Moving onto the cost-side of the equation, there are several items to consider: operating expenses, capital expenditures, and taxes. I model cost of goods sold as 15.6% of revenue versus 48.2% for SG&A, 18.5% for R&D, and 4.6% for capex. Taxes are estimated at around 30% of adjusted EBIT (ie. excluding non-cash depreciation charges to keep this a pure operating model.)
We then need to subtract out net increases in working capital. I estimate this figure hovering around -4.3% of revenue over the explicitly projected time period.
Free cash flow comes out to around $305M by 2015. This means that the $11.8B company is trading at nearly 14x my 2015 free cash flow estimate.
All of this falls within the context of admittedly attractive operational momentum:
I'm pleased to report that we delivered fourth quarter results that exceeded the high end of our guidance, and it represented a very strong finish to another record year for Red Hat. Red Hat associates around the globe have contributed to 40 straight quarters of sequential revenue growth, culminating in fiscal 2012 revenue that exceeded the $1 billion mark.

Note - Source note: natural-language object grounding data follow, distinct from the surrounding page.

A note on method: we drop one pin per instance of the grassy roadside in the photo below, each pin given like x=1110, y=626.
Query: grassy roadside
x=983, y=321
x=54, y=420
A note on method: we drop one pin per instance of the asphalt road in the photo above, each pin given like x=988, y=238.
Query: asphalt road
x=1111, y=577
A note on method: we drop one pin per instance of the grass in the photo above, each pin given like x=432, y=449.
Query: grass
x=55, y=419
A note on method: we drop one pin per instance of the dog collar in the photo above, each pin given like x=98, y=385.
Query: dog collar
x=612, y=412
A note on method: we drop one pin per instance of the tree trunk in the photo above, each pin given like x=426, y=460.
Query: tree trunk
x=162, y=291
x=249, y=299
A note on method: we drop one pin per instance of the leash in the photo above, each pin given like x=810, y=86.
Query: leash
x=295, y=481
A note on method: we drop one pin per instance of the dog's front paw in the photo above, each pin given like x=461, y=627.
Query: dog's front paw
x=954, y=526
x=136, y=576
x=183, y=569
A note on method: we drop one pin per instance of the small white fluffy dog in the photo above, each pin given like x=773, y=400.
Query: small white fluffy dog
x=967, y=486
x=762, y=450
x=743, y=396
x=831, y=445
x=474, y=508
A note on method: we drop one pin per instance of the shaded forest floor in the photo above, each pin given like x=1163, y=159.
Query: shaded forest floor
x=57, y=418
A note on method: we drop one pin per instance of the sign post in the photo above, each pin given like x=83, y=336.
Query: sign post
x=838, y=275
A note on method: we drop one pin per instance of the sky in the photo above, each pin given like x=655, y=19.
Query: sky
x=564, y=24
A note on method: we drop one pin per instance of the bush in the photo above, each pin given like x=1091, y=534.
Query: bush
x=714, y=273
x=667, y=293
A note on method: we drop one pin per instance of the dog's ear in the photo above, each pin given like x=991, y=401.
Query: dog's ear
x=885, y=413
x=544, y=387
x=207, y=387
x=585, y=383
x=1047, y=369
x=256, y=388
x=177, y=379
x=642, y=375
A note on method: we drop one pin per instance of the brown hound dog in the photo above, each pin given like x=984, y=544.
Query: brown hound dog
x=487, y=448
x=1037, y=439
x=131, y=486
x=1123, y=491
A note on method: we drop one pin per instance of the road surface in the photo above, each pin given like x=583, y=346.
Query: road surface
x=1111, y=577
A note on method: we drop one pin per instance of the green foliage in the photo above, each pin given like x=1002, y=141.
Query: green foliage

Red Hat has become the first pure-play open source company and one of a few select software companies to have ever achieved this milestone.
From a multiples perspective, however, Red Hat is relatively expensive. Red Hat trades at a respective 81.2x and 42.6x past and forward earnings. This compares to corresponding figures of 17.2x and 11.8x for Apple and 15.4x and 11.1x for Oracle.
Consensus estimates for Apple's EPS forecast that it will grow by 68.4% to $46.62 in 2012 and then by 15.5% and 12.9% in the following two years. Assuming a multiple of 14x and a conservative 2013 EPS of $49.50, the stock would hit $693 for 14.9% upside. The iPad has delivered stellar returns and there is no telling what the next Apple breakthrough could hold. Apple TV?
Consensus estimates for Oracle's EPS forecast that it will grow by 9% to $2.42 in 2012 and then by 8.7% and 9.9% in the following two years. Assuming a multiple of 14x and a conservative 2013 EPS of $2.59, the stock would hit $36.26 for 24% upside. Oracle is led by top management but, like software peer Microsoft (NASDAQ:MSFT), has lost much of its luster with the rise of Apple and other tech darlings. As the macro economy hits full employment, I expect these mature firms to outperform Red Hat.
Disclosure: I have no positions in any stocks mentioned, and no plans to initiate any positions within the next 72 hours.